As Popular Mechanics reports, solar power can also save you the hassle of running wires to outlets. Here are the magazine’s top solar picks.

Put your Christmas lights on a timer

Plan to turn them on at sunset and turn them off at bedtime. No one will notice her at lunchtime. No one will be there to see them at 3 a.m.

Consider the inflatable Santa Claus again

Inflatables abound in Millennial Christmas decorations, but they come at a price.

“Inflatable boats use a lot of energy,” Soriano said. “You can hear the fan running.”

According to Landmark Creations, maker of custom inflatable boats, your standard 8-foot inflatable boat costs 4 cents an hour, or about a dollar a day, in electricity if it runs 24 hours a day.

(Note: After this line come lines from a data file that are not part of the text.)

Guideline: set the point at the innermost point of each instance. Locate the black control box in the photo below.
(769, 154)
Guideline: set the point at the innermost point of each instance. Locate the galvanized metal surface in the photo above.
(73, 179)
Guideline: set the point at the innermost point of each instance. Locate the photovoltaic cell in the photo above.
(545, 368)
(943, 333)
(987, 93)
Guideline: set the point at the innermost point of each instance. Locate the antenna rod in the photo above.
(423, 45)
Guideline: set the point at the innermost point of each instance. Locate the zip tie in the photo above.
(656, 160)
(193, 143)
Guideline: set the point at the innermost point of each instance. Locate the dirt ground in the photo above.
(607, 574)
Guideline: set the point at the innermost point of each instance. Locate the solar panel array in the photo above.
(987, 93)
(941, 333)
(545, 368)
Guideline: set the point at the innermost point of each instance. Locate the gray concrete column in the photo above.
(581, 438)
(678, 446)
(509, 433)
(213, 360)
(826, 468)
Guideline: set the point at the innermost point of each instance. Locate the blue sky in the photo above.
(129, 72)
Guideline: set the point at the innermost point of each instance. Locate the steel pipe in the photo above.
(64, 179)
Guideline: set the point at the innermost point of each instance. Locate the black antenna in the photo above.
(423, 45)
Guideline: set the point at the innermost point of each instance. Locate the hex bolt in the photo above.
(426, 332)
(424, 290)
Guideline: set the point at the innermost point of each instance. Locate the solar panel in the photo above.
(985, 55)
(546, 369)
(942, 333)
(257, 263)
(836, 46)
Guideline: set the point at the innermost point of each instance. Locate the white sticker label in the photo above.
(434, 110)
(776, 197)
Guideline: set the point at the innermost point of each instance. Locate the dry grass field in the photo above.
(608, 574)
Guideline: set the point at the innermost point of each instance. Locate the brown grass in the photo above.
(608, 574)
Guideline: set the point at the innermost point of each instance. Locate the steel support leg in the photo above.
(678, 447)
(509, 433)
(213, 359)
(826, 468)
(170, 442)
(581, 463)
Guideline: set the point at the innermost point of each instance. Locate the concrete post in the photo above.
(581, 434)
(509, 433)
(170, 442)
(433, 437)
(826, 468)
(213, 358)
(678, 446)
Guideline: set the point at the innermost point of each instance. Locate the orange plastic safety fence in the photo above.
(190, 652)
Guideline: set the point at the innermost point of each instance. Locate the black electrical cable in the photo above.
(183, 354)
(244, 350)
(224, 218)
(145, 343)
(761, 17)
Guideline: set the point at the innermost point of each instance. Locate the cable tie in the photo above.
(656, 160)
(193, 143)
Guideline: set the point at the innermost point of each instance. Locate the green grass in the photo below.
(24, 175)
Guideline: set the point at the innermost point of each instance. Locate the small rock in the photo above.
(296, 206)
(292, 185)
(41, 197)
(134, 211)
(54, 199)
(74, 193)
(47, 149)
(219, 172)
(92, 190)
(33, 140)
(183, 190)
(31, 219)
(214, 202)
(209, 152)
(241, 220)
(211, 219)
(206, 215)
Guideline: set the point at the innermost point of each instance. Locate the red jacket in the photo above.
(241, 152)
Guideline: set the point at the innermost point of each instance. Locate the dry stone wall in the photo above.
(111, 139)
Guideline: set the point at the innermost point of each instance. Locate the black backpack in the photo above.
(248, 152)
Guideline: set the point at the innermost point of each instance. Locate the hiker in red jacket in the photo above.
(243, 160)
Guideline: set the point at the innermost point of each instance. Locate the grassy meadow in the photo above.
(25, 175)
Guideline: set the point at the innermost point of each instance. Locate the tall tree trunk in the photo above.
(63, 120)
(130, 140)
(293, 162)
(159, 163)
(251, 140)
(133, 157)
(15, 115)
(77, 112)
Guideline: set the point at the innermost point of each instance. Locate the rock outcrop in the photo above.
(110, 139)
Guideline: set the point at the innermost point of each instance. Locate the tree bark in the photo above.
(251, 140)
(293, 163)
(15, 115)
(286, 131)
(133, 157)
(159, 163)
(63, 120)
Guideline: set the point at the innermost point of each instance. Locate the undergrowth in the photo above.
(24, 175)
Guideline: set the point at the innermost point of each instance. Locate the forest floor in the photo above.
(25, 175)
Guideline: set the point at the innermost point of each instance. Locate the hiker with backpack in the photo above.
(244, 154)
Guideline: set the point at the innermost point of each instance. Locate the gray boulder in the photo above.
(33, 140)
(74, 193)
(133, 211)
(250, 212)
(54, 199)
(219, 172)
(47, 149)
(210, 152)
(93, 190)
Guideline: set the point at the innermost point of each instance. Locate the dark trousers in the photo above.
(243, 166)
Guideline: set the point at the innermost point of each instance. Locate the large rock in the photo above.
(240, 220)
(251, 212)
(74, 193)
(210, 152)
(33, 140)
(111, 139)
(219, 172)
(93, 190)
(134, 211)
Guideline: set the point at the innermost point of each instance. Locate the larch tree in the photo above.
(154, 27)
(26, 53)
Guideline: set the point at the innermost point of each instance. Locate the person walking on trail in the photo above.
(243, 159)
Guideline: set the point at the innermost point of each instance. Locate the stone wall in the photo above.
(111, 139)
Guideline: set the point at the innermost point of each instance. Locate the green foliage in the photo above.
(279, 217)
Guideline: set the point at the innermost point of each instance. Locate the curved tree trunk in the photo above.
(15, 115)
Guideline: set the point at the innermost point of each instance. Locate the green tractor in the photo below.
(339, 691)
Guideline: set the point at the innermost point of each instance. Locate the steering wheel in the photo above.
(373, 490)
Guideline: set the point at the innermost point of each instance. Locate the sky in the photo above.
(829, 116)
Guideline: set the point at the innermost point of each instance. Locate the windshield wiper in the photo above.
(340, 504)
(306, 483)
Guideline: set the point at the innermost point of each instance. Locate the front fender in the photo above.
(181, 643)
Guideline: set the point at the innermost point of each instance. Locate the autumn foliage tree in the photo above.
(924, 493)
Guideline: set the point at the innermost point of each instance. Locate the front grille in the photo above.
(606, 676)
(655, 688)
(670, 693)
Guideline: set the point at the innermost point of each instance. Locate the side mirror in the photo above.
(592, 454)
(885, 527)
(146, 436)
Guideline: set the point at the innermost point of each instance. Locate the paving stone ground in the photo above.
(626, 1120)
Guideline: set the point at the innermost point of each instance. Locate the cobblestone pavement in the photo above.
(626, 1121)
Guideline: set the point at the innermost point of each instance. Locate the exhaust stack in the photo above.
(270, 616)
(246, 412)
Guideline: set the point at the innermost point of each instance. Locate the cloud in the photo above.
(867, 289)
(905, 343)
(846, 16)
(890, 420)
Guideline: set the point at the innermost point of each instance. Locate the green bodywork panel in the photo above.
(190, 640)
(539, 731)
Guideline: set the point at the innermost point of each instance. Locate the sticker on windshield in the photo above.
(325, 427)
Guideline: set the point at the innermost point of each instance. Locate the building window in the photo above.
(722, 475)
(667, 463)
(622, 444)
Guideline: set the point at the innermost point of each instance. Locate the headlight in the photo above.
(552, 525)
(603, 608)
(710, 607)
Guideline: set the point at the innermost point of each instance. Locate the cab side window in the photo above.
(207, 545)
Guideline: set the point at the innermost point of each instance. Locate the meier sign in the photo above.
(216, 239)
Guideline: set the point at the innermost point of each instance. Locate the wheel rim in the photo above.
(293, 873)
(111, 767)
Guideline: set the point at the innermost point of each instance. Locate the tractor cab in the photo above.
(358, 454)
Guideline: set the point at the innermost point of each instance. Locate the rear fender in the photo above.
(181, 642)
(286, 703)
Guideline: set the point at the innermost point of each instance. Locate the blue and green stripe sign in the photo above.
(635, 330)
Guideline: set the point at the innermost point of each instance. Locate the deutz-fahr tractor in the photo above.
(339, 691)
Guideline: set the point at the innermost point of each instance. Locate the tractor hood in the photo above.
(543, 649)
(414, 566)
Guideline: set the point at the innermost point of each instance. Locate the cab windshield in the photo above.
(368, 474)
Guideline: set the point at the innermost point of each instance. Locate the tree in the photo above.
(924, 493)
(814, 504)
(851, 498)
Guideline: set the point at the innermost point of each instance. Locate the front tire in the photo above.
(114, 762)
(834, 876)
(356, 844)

“If you have five — you have a Santa Claus, a reindeer, a Grinch — each of them is going to increase your electricity usage,” Soriano said.

Beware of phantom power

Holiday decorations containing electronic components can consume energy even when they appear to be turned off, a quotient of wasted energy that our Energy Department calls a “phantom load.”

For large and complex displays, consider using a “smart” power strip that turns off power completely when you flick the switch.

This is the worst day, the worst airport: What you should know for a smooth holiday flight

Turn off the lights when you leave town

This tip raises a philosophical question: Are your Christmas lights intended for you or your neighbors?

Turning everything off when you fly to Tulum on Christmas Eve is “a bit of a shame,” Gherardi said, “because you want to see your house in its holiday form throughout December.”

But turning off the lights is certainly safer than leaving them on while you’re away. And if you want to save a few bucks on electricity, this is a great way to do it.

Make a New Year’s resolution to turn off the lights

The weekend after New Year’s is a good time to turn on the lights and let the elves out.

Think about it: Is there anything sadder than a wilted Santa Claus in the yard in February?